Igualmente, rechaza tomarse su carrera de escritor demasiado en serio. "No puedo evitar pensar que los de los demás son libros 'propiamente dichos', y los míos son simplemente mis libritos estúpidos", confiesa. ¿Por qué, entonces, alguien querría editarlos, y otros muchos leerlos? "Las portadas tienen colores bonitos. Son objetos agradables. No lo sé", replica con algo que parece más sinceridad desarmante que pose autoirónica. Por tanto, no resulta extraño cuando confiesa que, si no se dedicase a escribir, "probablemente estaría bebiendo en un parque". "Todo el mundo bebe en mi casa. Mi madre también. Simplemente, bebemos".

Ben Brooks, el pasado mes de mayo, en la edición madrileña del festival literario Primera Persona celebrado en La Casa Encendida.

Mientras se rasca la pierna en algo parecido a un tic, entre trago y trago, se anima a expandir un poco más su discurso. "Los primeros libros que escribí eran muy extraños, nadie habría querido comprarlos. Cuando hice un esfuerzo por escribir un libro 'normal', me salió Crezco. En un sentido, he ido hacia atrás". Explica que su editor inglés rechazó publicar Hurra ("me dijo que el lector no se iba a sentir identificado, que la gente no vivía así") y que también le ha devuelto otros manuscritos. "Le parecieron demasiado raros. Uno de ellos hablaba de un tío muy rico que conoce a un hombre muy pequeño, se emborrachan juntos y comienzan un viaje a través de Inglaterra donde se van encontrando a criaturas mágicas todo el rato".

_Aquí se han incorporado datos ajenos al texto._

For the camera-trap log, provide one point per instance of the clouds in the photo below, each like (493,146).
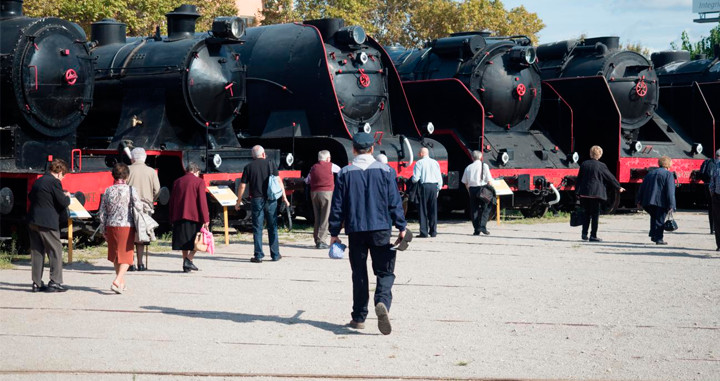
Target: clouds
(652,23)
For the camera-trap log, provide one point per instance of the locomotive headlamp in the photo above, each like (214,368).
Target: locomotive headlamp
(523,55)
(351,35)
(217,161)
(228,27)
(636,146)
(430,128)
(696,149)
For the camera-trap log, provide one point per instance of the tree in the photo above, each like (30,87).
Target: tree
(706,45)
(141,16)
(410,22)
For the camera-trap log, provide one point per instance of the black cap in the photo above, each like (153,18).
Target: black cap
(363,140)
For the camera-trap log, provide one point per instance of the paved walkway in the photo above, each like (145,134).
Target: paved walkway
(530,301)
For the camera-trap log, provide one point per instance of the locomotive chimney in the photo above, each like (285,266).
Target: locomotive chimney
(107,31)
(181,22)
(10,9)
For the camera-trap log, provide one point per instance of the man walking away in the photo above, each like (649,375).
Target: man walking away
(145,181)
(255,177)
(715,197)
(657,196)
(366,200)
(475,176)
(322,183)
(428,177)
(707,171)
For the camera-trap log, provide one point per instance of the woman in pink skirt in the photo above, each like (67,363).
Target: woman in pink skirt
(118,204)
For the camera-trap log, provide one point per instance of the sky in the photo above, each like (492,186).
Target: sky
(652,23)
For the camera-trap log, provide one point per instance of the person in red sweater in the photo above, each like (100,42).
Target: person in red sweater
(322,183)
(188,213)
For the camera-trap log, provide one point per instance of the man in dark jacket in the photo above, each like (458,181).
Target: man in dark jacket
(366,200)
(47,202)
(593,178)
(657,197)
(255,177)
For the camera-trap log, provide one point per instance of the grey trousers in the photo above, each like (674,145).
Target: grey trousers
(321,211)
(45,241)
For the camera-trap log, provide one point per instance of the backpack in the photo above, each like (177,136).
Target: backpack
(706,170)
(274,188)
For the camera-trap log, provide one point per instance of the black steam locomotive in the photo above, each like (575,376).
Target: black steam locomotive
(175,95)
(312,86)
(614,96)
(484,93)
(690,88)
(47,90)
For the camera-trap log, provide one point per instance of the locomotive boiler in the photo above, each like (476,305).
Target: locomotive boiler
(614,94)
(688,86)
(47,79)
(312,86)
(485,93)
(175,95)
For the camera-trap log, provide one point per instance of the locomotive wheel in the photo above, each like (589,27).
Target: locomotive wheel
(534,211)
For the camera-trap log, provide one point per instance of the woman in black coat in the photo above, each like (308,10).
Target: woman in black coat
(592,180)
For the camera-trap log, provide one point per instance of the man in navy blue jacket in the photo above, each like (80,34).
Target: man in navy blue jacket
(367,201)
(657,197)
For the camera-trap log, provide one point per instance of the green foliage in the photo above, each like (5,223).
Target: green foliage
(410,22)
(141,16)
(706,45)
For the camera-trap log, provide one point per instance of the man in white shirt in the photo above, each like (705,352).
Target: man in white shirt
(428,177)
(477,175)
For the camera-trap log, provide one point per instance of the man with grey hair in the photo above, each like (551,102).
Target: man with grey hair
(255,177)
(476,176)
(322,183)
(145,180)
(428,178)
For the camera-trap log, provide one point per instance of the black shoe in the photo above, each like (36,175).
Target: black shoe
(55,287)
(40,288)
(188,264)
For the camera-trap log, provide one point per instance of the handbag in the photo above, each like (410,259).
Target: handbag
(577,217)
(274,188)
(200,244)
(486,194)
(670,224)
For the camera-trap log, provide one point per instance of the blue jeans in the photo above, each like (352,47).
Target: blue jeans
(263,209)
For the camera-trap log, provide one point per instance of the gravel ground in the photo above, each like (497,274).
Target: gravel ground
(530,301)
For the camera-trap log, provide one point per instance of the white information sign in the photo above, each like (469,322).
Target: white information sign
(705,6)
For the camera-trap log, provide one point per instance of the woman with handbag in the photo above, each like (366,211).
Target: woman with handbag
(188,213)
(477,180)
(593,178)
(117,210)
(657,197)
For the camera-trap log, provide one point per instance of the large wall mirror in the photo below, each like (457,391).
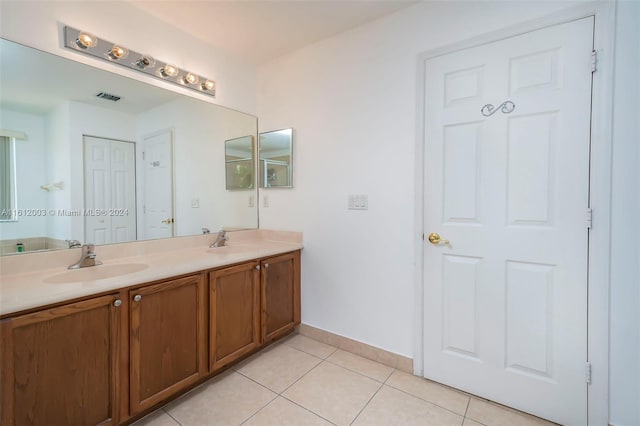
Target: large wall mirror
(239,163)
(275,155)
(108,159)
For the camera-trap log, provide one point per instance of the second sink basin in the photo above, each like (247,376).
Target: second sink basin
(93,273)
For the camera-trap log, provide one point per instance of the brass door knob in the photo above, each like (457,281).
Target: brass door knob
(434,238)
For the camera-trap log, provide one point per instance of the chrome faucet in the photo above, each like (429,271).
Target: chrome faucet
(221,238)
(87,258)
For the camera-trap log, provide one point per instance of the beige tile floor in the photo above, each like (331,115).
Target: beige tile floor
(301,381)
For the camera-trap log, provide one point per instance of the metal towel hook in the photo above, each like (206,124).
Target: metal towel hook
(506,107)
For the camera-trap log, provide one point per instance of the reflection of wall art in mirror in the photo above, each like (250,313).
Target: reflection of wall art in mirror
(58,113)
(275,159)
(239,163)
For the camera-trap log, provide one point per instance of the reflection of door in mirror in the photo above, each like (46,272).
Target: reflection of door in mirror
(275,159)
(110,197)
(238,158)
(158,186)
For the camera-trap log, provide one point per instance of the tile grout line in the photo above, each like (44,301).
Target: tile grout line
(427,401)
(258,410)
(300,378)
(306,409)
(169,414)
(466,410)
(309,353)
(367,404)
(362,374)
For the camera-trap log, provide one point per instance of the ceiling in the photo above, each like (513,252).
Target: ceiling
(259,31)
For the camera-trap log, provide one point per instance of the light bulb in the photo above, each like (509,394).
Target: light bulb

Con la charla casi acabada, Ben explica que, después de pasar temporadas en Barcelona ("allí aprendí a pensar más en los demás. Era bastante capullo antes") y asentarse en Berlín, ha vuelto temporalmente a su Gloucestershire natal, escenario habitual en sus novelas. "Nadie quiere quedarse allí, nunca pasa nada". Si ha regresado es por motivos familiares: "Me quedaré allí hasta que mi madre muera. Está enferma", suelta a bocajarro, aun intentando quitarle gravedad a la situación. Dan ganas de darle un abrazo y decirle al oído que todo va a salir bien. Aunque, al menos en esta ocasión, sea mentira.